Madonna has controlled everything: except the outcome of her first film. Her directorial debut at Berlin, "Filth and Wisdom", is a charming, amateurish comedy about three down-and-outs trying to make it in England: a Ukrainian rock star (played by real rock star Eugene Hutz), a want-to-be African-charity-do-gooder (Vicky McClure), and an aspiring dancer, played by innocent blonde Holly Weston (who is as girlishly unaffected off stage as on, with spontaneous looks of wonder in her wide blue eyes, contrasting a bit severely next to Madonna, poised in her whipped-smooth skin and Count Dracula black gauze dress).

"Filth and wisdom" are part of the duality of life, Madonna explained to us. When one is in filth, one wants wisdom, and vice versa. She has lead character AK say pretty much the same thing, in taglines at the end of the film, which is a good thing, because without overt statement, neither theme would be apparent in the film. There is no filth, but three gawky characters bent on one object only: the realization of their dreams, in a series of comic episodes. And there is no wisdom. What is surprising about Madonna's first film is that she, co-screenwriter and director, doesn't seem to reveal any particularly original vision, after such an extraordinary life. We do, on the other hand, have many cute scenes which made the Berlinale crowd laugh. AK cross-dresses and wears big funny wigs, in his side business dominating pleading men. The innocent dancer, after being smacked on the cheeks by a grotesque dance hall manager, has to learn how to dance sexily with a pole, trained by an older more cynical hardnosed stripper. The would-be charity-girl has a penchant for stealing medicine from the Indian pharmacist she works for, while he likes to watch the crack between her legs as she stands on a stool.

The highlight of the film is what is out of control: the mad Ukrainian singer. If we strip away the film, and just watch him--bursting into funny clichés from the home country (these are quite good)--the spectacle works. His comments are spontaneously ribald: "If you want to reach the sky, fuck a duck and learn to fly."

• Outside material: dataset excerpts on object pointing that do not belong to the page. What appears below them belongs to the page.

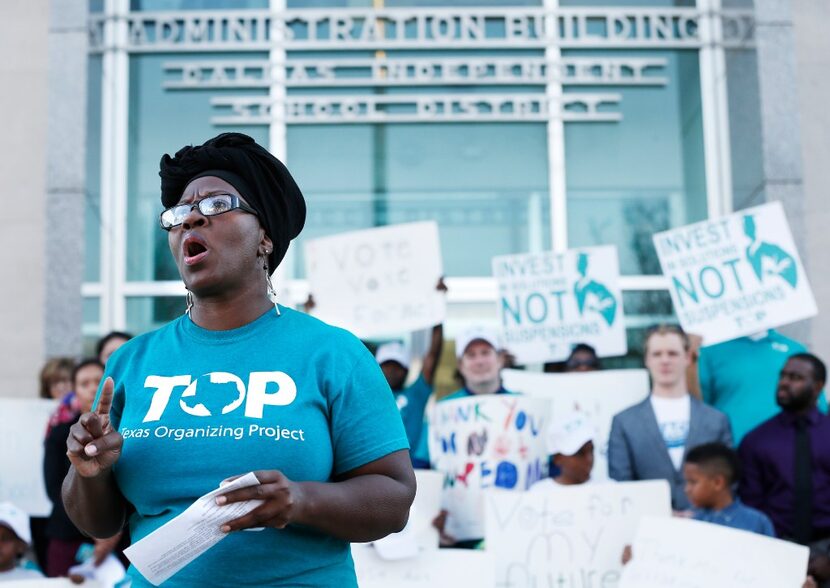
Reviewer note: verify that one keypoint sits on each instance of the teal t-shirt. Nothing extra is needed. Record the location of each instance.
(412, 401)
(286, 393)
(739, 378)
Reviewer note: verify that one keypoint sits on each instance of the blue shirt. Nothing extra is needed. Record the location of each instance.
(412, 401)
(737, 516)
(286, 393)
(739, 377)
(420, 452)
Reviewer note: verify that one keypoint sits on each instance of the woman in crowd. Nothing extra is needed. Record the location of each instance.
(56, 378)
(64, 538)
(239, 384)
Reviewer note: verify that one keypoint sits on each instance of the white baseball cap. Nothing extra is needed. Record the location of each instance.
(476, 334)
(394, 351)
(16, 520)
(568, 434)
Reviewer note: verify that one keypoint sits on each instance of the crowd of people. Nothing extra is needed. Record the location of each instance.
(738, 431)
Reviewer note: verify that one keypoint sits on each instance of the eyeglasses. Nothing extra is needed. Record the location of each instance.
(209, 206)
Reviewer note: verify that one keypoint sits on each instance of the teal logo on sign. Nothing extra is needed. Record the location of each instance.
(768, 259)
(591, 295)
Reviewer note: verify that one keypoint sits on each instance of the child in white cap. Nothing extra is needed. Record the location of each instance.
(570, 440)
(14, 540)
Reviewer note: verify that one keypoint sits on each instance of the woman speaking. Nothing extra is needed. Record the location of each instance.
(239, 384)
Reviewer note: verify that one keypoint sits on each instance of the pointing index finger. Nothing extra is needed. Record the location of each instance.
(105, 400)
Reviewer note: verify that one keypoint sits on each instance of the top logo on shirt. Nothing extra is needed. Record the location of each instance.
(220, 393)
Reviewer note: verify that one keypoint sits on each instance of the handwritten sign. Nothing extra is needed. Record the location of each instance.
(599, 395)
(445, 568)
(549, 302)
(490, 441)
(693, 554)
(568, 535)
(735, 275)
(23, 422)
(378, 281)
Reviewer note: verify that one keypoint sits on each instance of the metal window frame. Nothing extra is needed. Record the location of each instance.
(113, 290)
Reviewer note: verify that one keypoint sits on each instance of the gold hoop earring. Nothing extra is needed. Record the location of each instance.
(270, 290)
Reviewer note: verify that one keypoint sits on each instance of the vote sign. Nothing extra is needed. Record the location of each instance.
(735, 275)
(378, 281)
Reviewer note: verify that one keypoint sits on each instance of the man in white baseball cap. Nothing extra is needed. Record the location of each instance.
(15, 537)
(570, 440)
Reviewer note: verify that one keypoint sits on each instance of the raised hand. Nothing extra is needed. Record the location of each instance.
(93, 445)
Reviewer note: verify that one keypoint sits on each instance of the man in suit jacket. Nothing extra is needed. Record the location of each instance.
(649, 440)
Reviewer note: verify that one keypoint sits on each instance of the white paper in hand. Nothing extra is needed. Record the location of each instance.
(178, 542)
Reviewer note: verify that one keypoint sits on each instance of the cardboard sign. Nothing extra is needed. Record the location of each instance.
(568, 535)
(445, 568)
(600, 395)
(379, 281)
(489, 441)
(693, 554)
(549, 302)
(23, 422)
(735, 275)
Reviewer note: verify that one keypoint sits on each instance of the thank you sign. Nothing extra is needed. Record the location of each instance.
(735, 275)
(481, 442)
(378, 281)
(549, 302)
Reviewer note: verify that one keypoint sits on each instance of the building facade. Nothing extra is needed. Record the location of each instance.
(518, 125)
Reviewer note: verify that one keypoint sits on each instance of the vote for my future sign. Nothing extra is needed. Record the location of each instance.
(735, 275)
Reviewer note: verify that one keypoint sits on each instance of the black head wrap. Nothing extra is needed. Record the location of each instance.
(261, 179)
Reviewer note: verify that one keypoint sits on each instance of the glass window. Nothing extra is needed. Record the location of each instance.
(146, 313)
(485, 184)
(645, 173)
(162, 121)
(90, 325)
(92, 209)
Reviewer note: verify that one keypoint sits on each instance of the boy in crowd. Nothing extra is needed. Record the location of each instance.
(711, 470)
(571, 443)
(14, 539)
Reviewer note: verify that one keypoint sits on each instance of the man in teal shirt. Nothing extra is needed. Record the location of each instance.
(739, 376)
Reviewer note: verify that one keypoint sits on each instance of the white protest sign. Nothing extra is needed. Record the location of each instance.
(549, 302)
(735, 275)
(570, 536)
(23, 422)
(378, 281)
(600, 395)
(694, 554)
(419, 535)
(480, 442)
(444, 568)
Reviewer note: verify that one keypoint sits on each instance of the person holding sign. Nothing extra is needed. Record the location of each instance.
(648, 440)
(393, 360)
(241, 385)
(571, 443)
(786, 463)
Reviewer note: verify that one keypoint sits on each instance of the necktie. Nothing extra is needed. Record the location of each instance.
(803, 487)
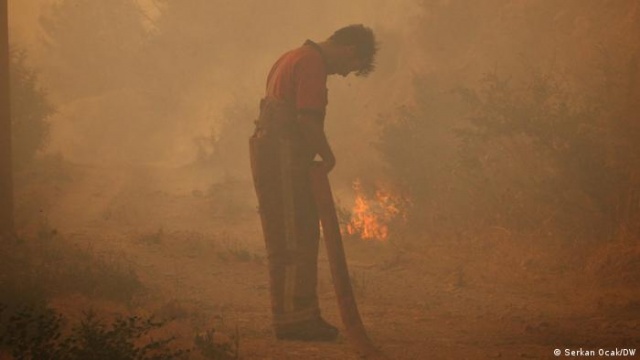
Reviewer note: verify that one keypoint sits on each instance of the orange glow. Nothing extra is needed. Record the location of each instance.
(370, 217)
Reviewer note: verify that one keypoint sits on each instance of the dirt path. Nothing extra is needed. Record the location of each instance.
(203, 260)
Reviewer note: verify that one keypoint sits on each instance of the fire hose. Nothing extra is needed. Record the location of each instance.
(355, 331)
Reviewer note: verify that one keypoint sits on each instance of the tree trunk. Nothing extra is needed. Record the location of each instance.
(6, 174)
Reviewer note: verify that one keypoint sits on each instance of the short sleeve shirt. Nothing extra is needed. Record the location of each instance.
(299, 77)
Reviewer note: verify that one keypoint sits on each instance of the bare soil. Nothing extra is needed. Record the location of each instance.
(199, 252)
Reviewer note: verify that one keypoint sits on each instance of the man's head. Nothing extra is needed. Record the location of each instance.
(352, 49)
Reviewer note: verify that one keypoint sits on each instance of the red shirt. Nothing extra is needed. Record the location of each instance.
(299, 77)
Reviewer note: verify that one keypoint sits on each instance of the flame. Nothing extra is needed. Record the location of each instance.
(370, 217)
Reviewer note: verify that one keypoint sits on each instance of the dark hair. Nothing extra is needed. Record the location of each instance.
(364, 41)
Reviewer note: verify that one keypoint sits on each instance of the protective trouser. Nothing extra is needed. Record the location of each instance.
(280, 163)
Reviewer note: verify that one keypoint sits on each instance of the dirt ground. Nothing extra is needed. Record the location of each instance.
(199, 253)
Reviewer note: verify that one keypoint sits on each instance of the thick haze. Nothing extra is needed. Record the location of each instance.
(143, 87)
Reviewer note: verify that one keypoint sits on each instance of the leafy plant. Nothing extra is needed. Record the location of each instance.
(32, 333)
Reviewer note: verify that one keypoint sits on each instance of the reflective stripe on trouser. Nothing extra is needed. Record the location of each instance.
(290, 227)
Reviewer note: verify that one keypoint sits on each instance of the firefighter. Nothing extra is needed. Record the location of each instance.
(289, 134)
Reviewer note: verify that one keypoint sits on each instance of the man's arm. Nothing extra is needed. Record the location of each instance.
(313, 132)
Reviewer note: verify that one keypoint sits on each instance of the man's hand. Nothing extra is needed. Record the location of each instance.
(313, 133)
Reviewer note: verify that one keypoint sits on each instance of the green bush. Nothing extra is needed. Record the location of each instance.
(38, 333)
(534, 154)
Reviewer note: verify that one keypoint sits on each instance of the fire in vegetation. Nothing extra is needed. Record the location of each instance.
(372, 214)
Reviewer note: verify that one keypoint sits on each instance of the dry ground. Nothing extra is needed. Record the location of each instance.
(199, 252)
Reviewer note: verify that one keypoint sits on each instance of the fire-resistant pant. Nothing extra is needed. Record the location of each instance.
(280, 166)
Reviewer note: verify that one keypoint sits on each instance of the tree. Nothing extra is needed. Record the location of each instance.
(6, 181)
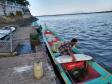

At the press conference, Madonna explained that she loved the gypsy punk music of Hutz' band Gogol Bordello, and was drawn to the gypsy theme herself: "What's so attractive about the gypsy? Secretly I want to be a gypsy. I like the idea of traveling around the world and just playing music and letting life unfold in a spontaneous sort of way. There is a kind of authenticity in gypsies I have met, and I hope I embody a certain aspect of that in my own work."

None of that spontaneity came across in her own self-presentation, except when she noted--almost openly--that she still, despite her material success, struggles with light and dark. Nor is there enough verve in her film, which begins with the cliché shot of a man puffing a cigarette and slugging a beer (preparing us for more generic images), as if she is cautiously testing the waters to please American audiences with a light American dream story. "This is not the Madonna of the 1980s who I adored," quipped one fan. "Madonna back then was Madonna. We adored Madonna. She was daring. We went to see her in the clubs. The city was different back then in the 1980s. Madonna was wild. Absolutely wild and daring. She was Madonna."

Now Madonna bears a slightly British clipped accent (she lives in London ) and reveals as little about her real vision (which I imagine she does indeed have) in her adolescent-pleasing film as she does in the press conference. The gypsy role is left to Andrly Hutz. As for "Filth and Wisdom", it will be released on internet, on YouTube, Madonna says, because "that is an unconventional way to watch a film and I like to be unconventional."